Signant ici son premier recueil, Gauthier-Landry, qui a remporté en 2019 le prix Geneviève-Amyot pour sa suite poétique tes choses sauvages, sait manier avec doigté et une simplicité désarmante images et métaphores, crée des alliages étonnants qui donnent vie aux choses et à la matière, alors que l’homme, lui, s’unit à l’immensité de la nature et en prend les caractéristiques. « ce matin / tu reviens/comme le capelan tes yeux trempes/roulés dans les miens / tes épaules cadre de porte / me frétillent ». Mariant l’anecdotique au poétique, elle égrène la liste de bonheurs simples (« un sac de chips / un crush aux fraises / un tour de char / au dépanneur »), comme autant de bijoux précieux sur ce « territoire qui force la patience ». Elle y frôle au passage les rêves impossibles et doux portés par la marée et l’air du large, mais évoque aussi la solitude et l’enfermement de ce coin de pays du bout du monde.
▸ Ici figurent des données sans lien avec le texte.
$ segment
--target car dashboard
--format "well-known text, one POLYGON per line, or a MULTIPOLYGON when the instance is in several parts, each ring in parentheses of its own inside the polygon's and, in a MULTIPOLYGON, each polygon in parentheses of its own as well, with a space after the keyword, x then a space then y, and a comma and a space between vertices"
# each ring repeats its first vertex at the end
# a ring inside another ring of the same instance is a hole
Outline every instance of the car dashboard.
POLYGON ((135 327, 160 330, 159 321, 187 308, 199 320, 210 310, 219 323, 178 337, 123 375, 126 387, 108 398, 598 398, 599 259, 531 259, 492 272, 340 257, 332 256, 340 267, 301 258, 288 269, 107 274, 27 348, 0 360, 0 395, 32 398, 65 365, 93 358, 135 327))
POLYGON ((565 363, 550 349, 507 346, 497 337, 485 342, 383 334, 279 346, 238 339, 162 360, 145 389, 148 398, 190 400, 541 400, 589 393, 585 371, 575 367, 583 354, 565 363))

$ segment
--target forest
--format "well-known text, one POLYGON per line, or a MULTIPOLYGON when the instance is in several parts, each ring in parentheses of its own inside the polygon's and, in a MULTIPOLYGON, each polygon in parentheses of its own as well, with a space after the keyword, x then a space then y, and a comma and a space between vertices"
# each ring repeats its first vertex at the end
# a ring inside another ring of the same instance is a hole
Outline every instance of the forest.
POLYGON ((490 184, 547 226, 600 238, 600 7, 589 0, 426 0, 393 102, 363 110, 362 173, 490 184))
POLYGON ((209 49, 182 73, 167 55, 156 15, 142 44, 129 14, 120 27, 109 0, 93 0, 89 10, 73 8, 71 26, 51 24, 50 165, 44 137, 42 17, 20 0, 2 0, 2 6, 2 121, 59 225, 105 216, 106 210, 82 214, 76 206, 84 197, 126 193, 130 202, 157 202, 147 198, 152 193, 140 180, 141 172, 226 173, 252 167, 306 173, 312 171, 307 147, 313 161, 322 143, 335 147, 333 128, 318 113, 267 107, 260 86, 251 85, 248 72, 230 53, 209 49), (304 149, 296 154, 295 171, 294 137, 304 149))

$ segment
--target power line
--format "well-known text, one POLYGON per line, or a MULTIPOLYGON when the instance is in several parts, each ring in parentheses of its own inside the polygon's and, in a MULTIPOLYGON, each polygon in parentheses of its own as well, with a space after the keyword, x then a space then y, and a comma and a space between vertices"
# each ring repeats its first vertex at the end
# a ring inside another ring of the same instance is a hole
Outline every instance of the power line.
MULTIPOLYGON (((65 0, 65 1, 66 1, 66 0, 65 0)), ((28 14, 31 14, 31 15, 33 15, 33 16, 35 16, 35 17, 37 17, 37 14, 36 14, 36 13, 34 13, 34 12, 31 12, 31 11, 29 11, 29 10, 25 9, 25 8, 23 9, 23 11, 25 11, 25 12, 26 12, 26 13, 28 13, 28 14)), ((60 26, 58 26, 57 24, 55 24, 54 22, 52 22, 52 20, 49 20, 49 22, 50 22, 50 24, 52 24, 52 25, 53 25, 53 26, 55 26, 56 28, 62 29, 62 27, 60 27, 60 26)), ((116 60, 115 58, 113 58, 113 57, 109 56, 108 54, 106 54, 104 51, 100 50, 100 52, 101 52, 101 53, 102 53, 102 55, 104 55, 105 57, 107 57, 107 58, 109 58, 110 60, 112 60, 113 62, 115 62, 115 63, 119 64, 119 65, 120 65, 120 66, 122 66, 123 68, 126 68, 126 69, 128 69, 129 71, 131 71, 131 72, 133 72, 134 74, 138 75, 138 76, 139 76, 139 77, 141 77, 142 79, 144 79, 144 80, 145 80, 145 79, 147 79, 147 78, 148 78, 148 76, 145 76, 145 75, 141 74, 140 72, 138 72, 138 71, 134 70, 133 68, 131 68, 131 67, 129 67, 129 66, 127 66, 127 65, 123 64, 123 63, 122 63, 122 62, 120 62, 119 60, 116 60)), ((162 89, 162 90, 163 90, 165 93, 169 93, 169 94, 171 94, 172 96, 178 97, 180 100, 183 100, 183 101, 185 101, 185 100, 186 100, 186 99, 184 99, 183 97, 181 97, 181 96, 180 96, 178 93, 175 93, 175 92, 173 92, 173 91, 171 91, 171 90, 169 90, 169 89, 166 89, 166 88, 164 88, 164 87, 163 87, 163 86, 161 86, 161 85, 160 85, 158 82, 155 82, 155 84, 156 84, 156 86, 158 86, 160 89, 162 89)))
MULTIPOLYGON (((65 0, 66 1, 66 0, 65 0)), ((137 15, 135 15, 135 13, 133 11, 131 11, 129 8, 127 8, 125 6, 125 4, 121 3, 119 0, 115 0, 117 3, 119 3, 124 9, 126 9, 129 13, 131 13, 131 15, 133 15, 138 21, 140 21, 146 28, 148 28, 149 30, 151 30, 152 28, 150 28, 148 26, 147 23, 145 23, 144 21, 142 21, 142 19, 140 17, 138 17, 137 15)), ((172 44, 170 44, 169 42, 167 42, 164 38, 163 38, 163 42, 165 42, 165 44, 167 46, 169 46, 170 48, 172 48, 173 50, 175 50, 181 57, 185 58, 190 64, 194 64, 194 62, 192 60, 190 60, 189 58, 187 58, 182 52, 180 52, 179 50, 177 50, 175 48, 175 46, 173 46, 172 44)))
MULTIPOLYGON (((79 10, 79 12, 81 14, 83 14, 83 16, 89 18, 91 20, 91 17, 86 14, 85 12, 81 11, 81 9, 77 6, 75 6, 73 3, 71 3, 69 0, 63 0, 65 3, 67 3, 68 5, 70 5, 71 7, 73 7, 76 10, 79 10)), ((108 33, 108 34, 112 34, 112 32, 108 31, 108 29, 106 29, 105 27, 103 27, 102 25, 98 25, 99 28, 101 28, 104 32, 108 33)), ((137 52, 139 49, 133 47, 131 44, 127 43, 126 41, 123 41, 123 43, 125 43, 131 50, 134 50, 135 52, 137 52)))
Ce recueil est une volonté de faire jaillir la parole faite femme, de renouer cette relation intime entre la féminité et le territoire, comme on le comprend dans l’incipit du recueil : « retourner au début / rebrousser les entrailles / pour qu’un jour bien droites / telles des épinettes nous puissions dire / c’est ici que nous sommes nées ». L’autrice trace avec ses poèmes ce chemin à l’envers, ce retour à la source, et tente de saisir la promesse que tend l’espace sauvage (« cueillir l’air mouillé / du pays vert / puis émerge l’évidence / nous sommes venues de la mer »). Et, enfin, y prendre racine.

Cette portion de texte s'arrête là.